A High throughput Reverse Genetics System for Hepatitis C Virus

丙型肝炎病毒的高通量反向遗传学系统

• 批准号: 8891839
• 负责人: XIAOFENG FAN
• 金额: $ 7.58万
• 依托单位: SAINT LOUIS UNIVERSITY
• 依托单位国家: 美国
• 财政年份: 2015
• 资助国家: 美国
• 起止时间: 2015-04-10 至 2017-03-31
• 项目状态: 已结题
• 来源: https://reporter.nih.gov/project-details/8891839
• 关键词: 3' Untranslated Regions; Antiviral Agents; Antiviral Therapy; Cell Culture System; Cell Culture Techniques; Cells; Characteristics; Chronic Hepatitis C; Clinical; Consensus Sequence; Drug resistance; Frustration; Generations; Genetic; Genetic Variation; Genome; Genomics; Genotype; Goals; Hepatitis C; Hepatitis C virus; In Vitro; Legal patent; Length; Life Cycle Stages; Liver diseases; Measurement; Methods; Modeling; Mutation; Names; Nature; Patients; Phenotype; Plasmids; Population; Preparation; Preventive; Primary carcinoma of the liver cells; Process; Public Health; RNA Polymerase I; RNA Viruses; Research; Reverse Transcriptase Polymerase Chain Reaction; System; Techniques; Testing; Transfection; United States; Untranslated Regions; Vaccines; Viral; Viral Genome; Virus; Work; base; combat; genetic approach; in vitro Model; in vivo; liver transplantation; particle; public health relevance; reverse genetics; screening; tool

 DESCRIPTION (provided by applicant): Hepatitis C virus (HCV) is one of medically important RNA viruses and causes a wide spectrum of liver diseases, which are also a leading indication for liver transplantation in the United States.
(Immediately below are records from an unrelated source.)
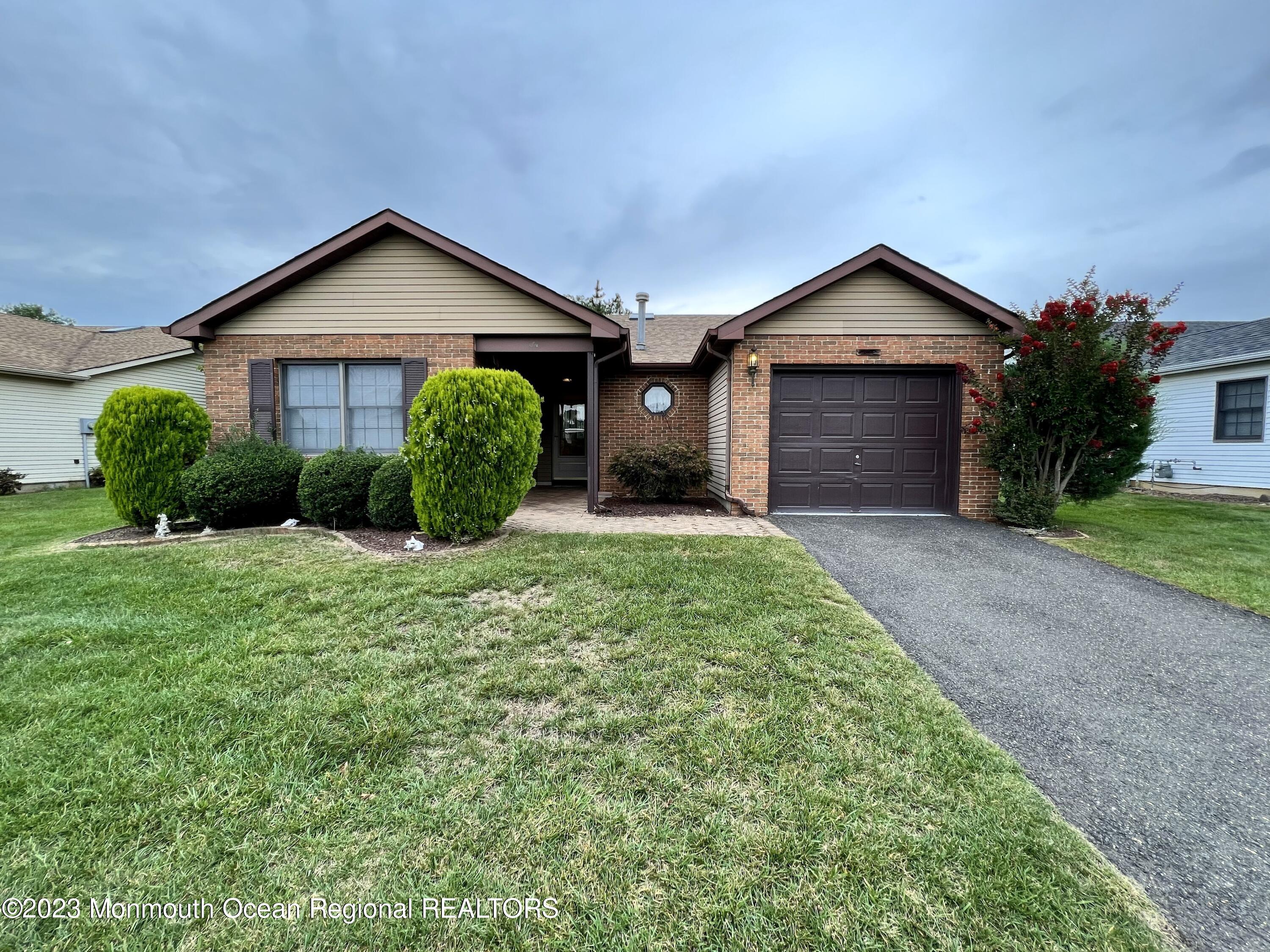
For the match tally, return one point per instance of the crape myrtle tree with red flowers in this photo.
(1074, 412)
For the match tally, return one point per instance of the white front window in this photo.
(327, 405)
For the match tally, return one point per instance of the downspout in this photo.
(727, 492)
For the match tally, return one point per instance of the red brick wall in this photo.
(624, 422)
(225, 362)
(751, 407)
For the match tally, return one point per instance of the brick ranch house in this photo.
(837, 396)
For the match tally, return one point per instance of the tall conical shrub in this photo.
(145, 440)
(473, 443)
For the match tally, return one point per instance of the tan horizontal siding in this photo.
(40, 418)
(402, 286)
(870, 301)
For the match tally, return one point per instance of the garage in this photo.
(863, 440)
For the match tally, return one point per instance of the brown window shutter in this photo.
(260, 375)
(414, 372)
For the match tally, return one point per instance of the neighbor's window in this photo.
(658, 399)
(1241, 408)
(320, 414)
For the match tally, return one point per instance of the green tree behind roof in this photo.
(597, 303)
(39, 313)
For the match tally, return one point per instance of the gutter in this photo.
(727, 492)
(1218, 362)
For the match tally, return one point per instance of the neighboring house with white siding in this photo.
(54, 376)
(1212, 410)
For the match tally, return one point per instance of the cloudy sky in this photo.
(159, 154)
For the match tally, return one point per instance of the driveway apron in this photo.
(1141, 710)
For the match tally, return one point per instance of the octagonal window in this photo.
(658, 399)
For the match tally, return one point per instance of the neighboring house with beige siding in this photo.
(1211, 415)
(837, 396)
(55, 376)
Given its high priority in public health, an in vito model for HCV life cycle is highly demanded for both basic and translational HCV research, however, current in vitro HCV models could only mimic some steps of viral life cycle. There is so far only one particular HCV genotype 2a strain, named JFH1, is able to be propagated in vitro. The JFH1-based cell culture has been established through the rescue of infectious viruses from cloned viral genomes, so called reverse genetics approach. A well-known constraint in such an approach is the unpredictability of viral mutations introduced internally or externally during the preparation of full-length viral clones. Some of these mutations may be lethal or detrimental for successful rescue of infectious viruses, in particular in the setting of HCV due to its coordinated genome network and remarkable genetic diversity. When the number of strains/clones tested is large enough to overcome the barrier of mutations from either heterogeneous viral population or experimental introduction, HCV cell culture could be established with strains other than JFH1. However, this goal is hard to be achieved by conventional reverse genetics that is notable for its tedious process. Based on our previous work, we thus propose to develop a rapid reverse genetics platform capable of screening clinical HCV isolates in a high-throughput manner. We hypothesize that the establishment of such a platform is feasible by the integration of our long RT-PCR technique (US patent No: 7,786,294 B2) and a seamless assembly method. The proposed platform is a plasmid-based reverse genetics in which long RT-PCR and 3'UTR amplicons of HCV will be fused into the target plasmid using the Gibson assembly method, followed by direct transfection into Huh-7 cells and subsequent measurement of potential infectious viruses. We will screen a total of 61 patient-derived HCV 1a strains that have already been characterized for viral mutations at the full-length genome level. The method developed with the proposed project has general applicability in RNA viruses other than HCV.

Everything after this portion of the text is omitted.